Where to Go Next in Philadelphia | November 2002
Best New Restaurants
Alma de Cuba This is Cuba as it might look in a prosperous, post-Fidel era. The glowing red bar and wall- projected photos of la vida in Havana set the tone. The Nuevo Latino food—sugarcane-skewered tuna, rum-cured smoked marlin served in small taco shells made of malanga, a root vegetable—comes courtesy of New York superchef Douglas Rodriguez, who teams up with Stephen Starr, one of the city's most prolific restaurateurs (1623 Walnut St.; 215-988-1799).
Morimoto The pyrotechnic cuisine of Masaharu Morimoto gets the theatrical setting it deserves from hotshot designer Karim Rashid. With his first restaurant project, Rashid goes for a dazzling effect: wavy walls, an undulating ceiling. In partnership with, yes, Stephen Starr, Morimoto lives up to his pedigree as an ex—Iron Chef and Nobu acolyte, with such New Japanese combinations as 10-hour-braised pork belly with hot rice porridge, an addictive rock-shrimp tempura with a red chile—miso aioli, and Nobu-inspired oil-seared sashimi (723 Chestnut St.; 215-413-9070).
Pif The menu really is market-driven at this cozy BYO in South Philly, just steps from the open-air Italian Market, where fast-talking greengrocers and fishmongers warm their hands over trash-can fires. The small menu changes daily, and the perfectly executed bistro classics—frog's legs, duck breast with frisée—have made a cult destination of chef-owner David Ansill's spare but charming spot (1009 S. 8th St.; 215-625-2923).
Pigalle For years, the homesteading artists and adventurous young professionals in edgy, industrial Northern Liberties have been waiting for it to fulfill its destiny as the Next Big Neighborhood. The area moves another step closer with Pigalle, its first fine-dining restaurant. Chef Stuart Pellegrino, whose stellar pedigree includes cooking stints at top Philadelphia restaurants Opus 251, Rouge and Susanna Foo, presents a menu of contemporary, seasonally inspired bistro creations (702—704 N. 2nd St.; 215-627-7772).
Jones A comfort-food menu may sound a bit humdrum for a Stephen Starr venue, but skilled chef Adam Delosso elevates stalwarts like fried chicken with waffles and brisket with root vegetables. Set in a campy, '50s-modern dining room that could have been designed for the Brady Bunch, Jones marks a retro turn for the normally futuristic Starr (700 Chestnut St.; 215-223-5663).
Liveliest Bar Scene
Lounge 20 In keeping with the sleek, ebonized look of Twenty Manning, her Rittenhouse Square New American restaurant, owner Audrey Claire Taichman has just retooled a back corner of the space into a sophisticated lounge with upholstered cubes and canoodle-friendly banquettes (261 S. 20th St.; 215-731-0900).
Trust At this funky new downtown restaurant, cofounded by Guillermo Pernot (an F&W Best New Chef 1998), the convivial round bar is the star attraction.
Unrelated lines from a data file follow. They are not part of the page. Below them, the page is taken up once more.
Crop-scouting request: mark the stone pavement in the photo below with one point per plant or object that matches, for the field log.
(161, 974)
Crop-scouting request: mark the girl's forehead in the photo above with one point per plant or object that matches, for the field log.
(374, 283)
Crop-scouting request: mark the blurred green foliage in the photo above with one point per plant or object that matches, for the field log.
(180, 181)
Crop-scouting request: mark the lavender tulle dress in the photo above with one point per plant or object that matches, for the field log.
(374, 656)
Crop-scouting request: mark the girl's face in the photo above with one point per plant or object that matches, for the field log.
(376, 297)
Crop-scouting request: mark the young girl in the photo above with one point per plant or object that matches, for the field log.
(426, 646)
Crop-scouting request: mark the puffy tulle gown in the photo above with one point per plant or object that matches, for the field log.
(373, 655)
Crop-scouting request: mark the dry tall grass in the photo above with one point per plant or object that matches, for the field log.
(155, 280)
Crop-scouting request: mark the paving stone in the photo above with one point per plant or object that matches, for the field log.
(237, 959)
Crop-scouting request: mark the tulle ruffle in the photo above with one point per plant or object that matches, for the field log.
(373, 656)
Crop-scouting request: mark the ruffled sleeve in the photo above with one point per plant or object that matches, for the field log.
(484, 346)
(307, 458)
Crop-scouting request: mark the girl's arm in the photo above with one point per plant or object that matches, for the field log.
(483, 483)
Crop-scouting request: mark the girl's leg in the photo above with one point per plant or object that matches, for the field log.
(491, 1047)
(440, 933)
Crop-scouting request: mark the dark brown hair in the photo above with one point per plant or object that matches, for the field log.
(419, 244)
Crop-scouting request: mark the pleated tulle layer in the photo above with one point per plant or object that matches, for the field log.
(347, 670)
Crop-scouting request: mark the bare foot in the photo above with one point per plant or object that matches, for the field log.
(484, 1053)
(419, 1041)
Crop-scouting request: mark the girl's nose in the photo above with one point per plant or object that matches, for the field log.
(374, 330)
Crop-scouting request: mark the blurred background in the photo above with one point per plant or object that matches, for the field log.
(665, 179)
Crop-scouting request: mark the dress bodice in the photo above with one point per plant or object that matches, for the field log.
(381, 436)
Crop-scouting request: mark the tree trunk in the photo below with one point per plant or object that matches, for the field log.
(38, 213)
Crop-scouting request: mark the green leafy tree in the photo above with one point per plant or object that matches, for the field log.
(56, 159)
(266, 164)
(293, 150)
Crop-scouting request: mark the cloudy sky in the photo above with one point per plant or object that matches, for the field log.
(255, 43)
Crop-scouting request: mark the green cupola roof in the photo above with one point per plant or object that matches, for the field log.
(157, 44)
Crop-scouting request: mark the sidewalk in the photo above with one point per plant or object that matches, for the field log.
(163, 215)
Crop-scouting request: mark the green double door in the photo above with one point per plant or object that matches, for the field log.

Pass around chef Matthew Spector's flavorful tapas, like gambas ajillo and bacalao croquettes, and choose from among the 18 beers on tap (121—127 S. 13th St.; 215-629-1300).
Too Soon To Review
Salt A few months spent in Le Bec-Fin's kitchen, taking pictures for Georges Perrier's cookbook, inspired photographer David Fields to open a restaurant. With its refined French menu, Salt is off to a promising start. Scallops with salsify in lobster—sea urchin sauce and striped bass with pig's-trotter ravioli are among chef Vernon Morales's offerings (253 S. 20th St.; 215-545-1990).
Lacroix at The Rittenhouse Less than a year after Jean-Marie Lacroix retired as chef at The Fountain in the Four Seasons Hotel, he's back in the kitchen, energized by the chance to create his own restaurant. This time it's at rival hotel The Rittenhouse, where Lacroix's haute menu includes a chilled picholine-olive soup and a skate-wing "T-bone" (210 W. Rittenhouse Sq.; 215-790-2533).